Sundance 2011 – Shut Up Little Man! An Audio Misadventure
If you were into indie rock in the early ’90s like I was, you may recall a famous audio recording that went viral way before we heard the now infamous Christian Bale rant on the set of Terminator 3. The audio recordings were known as “Shut Up Little Man!” and were recorded in 1987 in San Francisco by Eddie Lee Sausage and Mitchell D., who at the time were living next door to an elderly couple, Peter Haskett (a flamboyant gay man) and Raymond Huffman (an angry homophobe). Peter and Ray drank incessantly all night and while drunk, did nothing but yell, scream and physically abuse one another. Out of fear for their saftey, instead of reporting them to the police, Eddie and Mitchell decided to record the insane rants through their window and then send the audio tapes to friends. Cue to a few months later and with the help of friends, friends of friends, and so on, the tapes became a cult hit on the underground music and comic book scene and inspired CDs, comic artworks by Dan Clowes (Ghostworld), stage plays, music covers by Devo and several film projects. Part of the appeal in listening to the tapes lie not only in the outrageous but unintentional humor, but also in the mystery of who Peter and Ray are and also–why do they live together?

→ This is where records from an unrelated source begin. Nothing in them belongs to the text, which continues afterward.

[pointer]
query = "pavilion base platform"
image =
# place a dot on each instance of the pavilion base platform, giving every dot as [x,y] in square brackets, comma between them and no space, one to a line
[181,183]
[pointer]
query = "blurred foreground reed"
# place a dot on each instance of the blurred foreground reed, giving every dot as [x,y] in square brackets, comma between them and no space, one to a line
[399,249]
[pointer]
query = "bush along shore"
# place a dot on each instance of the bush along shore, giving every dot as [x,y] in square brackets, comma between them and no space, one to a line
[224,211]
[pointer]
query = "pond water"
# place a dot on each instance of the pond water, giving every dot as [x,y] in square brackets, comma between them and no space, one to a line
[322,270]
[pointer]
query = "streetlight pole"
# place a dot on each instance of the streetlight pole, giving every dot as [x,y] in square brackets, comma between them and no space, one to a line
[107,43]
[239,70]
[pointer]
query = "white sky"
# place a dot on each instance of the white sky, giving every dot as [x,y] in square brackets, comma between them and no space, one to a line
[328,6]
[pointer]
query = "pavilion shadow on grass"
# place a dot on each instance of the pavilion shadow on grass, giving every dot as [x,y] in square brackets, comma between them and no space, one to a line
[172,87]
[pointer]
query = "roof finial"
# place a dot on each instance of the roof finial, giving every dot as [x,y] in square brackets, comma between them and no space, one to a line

After many failed film projects, Shut Up Little Man! An Audio Misadventure is now a documentary that covers the entire phenomenon by exploring the boundaries between privacy, art and exploitation. (Since Eddie and Mitchell never had permission to record Peter and Ray’s arguments, was it legal for them to distribute and copyright the tapes?) “The SULM story shows us how real lives can be turned into art, mythologized and sold as entertainment,” reveals director Matthew Bate, in the film’s press notes. These themes seem more prescient today given the nature of digital culture.” The film also explore the current state of viral video, as well as some classic “audio verite” recordings, such as one involving Orson Welles reading a frozen peas commercial.
Since we’re dealing mostly with audio recordings, Bate does a great job in trying to keep the film visually engaging, often using still photographs and employing motion effects and recreating Peter and Ray’s life inside their apartment with stylized re-enactments.